HTMA can also reveal heavy metal burden with far more sensitivity than blood testing. Mercury, lead, and aluminum can remain in tissue stores for years after exposure has ended — long after they've cleared from circulation — continuing to disrupt mineral balance, enzymatic function, and neurological health in ways that never appear on a standard panel.

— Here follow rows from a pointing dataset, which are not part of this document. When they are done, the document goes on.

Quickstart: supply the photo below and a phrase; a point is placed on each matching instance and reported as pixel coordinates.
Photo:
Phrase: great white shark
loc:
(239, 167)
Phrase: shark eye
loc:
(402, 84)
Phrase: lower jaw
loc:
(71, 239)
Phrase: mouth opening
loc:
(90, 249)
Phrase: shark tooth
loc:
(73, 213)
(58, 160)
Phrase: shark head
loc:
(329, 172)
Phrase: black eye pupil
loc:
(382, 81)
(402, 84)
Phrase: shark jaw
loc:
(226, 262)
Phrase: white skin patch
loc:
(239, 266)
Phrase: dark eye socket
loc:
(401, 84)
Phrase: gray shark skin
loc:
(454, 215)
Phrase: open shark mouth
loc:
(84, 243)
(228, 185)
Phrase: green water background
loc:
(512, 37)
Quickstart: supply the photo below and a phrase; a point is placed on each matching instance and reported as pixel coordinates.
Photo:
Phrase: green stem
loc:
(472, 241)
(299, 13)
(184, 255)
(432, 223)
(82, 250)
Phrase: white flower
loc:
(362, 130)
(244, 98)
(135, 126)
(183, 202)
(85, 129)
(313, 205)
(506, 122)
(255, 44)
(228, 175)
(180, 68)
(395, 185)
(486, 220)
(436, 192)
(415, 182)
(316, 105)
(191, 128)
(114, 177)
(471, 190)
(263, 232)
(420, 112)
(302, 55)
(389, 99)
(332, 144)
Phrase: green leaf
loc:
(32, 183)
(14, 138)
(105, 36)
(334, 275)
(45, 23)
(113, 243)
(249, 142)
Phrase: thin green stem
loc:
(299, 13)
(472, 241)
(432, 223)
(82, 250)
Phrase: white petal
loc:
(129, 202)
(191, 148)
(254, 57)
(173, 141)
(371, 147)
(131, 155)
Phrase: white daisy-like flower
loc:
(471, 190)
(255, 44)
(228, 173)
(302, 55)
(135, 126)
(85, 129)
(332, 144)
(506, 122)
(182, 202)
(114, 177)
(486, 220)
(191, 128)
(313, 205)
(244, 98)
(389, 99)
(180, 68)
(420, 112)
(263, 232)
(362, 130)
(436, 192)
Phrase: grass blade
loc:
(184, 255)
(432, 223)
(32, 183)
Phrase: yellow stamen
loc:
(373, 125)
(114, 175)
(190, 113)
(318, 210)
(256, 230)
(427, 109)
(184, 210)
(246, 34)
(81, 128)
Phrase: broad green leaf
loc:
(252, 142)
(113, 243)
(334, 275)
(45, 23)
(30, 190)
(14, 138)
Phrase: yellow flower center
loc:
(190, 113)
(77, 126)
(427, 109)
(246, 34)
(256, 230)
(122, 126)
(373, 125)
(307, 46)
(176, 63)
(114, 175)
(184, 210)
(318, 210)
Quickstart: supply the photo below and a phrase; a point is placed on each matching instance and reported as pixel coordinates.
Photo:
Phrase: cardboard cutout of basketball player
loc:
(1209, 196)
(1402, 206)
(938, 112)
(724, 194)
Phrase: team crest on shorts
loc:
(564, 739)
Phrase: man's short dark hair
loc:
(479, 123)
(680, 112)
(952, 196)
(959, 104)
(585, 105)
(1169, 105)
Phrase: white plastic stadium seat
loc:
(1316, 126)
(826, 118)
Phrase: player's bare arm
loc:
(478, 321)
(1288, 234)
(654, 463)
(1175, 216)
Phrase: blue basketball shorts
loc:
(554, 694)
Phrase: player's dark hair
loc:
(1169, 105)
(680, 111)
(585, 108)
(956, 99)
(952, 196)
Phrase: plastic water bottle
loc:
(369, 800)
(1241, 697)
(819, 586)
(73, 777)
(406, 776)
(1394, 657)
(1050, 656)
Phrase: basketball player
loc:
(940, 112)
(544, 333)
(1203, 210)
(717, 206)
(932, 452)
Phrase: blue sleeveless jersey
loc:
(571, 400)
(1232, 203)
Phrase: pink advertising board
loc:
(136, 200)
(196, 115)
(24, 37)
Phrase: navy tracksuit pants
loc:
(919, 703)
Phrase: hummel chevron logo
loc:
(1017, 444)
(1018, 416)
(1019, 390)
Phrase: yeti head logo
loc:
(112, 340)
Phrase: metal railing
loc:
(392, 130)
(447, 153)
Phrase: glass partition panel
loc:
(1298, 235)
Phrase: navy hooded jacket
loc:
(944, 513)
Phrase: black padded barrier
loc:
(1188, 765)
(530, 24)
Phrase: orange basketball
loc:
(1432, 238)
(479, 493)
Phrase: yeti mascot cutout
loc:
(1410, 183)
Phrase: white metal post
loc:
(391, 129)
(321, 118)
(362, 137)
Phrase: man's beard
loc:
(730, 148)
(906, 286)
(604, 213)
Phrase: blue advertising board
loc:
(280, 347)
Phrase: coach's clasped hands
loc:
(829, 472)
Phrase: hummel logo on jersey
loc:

Running two HTMA tests across six months — at the beginning and end of our container — allows us to see your terrain as a living, responsive system. Not a static snapshot, but a picture of your body in motion: where it begins, and how it shifts.
WHY IT MATTERS FOR LIFESPAN HEALTH
Mineral depletion is not a niche concern. It is one of the most pervasive and underaddressed drivers of women's symptoms across the perimenopause transition, fertility window, autoimmune presentation, and aging process. The minerals that DAO needs to clear histamine. The cofactors thyroid hormone needs to convert. The raw materials progesterone synthesis depends on. The zinc that governs immune tolerance. The magnesium that governs sleep, blood sugar, nervous system tone, and over 300 enzymatic reactions. None of this happens properly without an adequate, balanced mineral terrain.
All tests are collected at home and mailed directly to the laboratory. No needles, no clinic visits, no appointments required for sample collection. Results are interpreted by me, 1:1, inside your six-month container.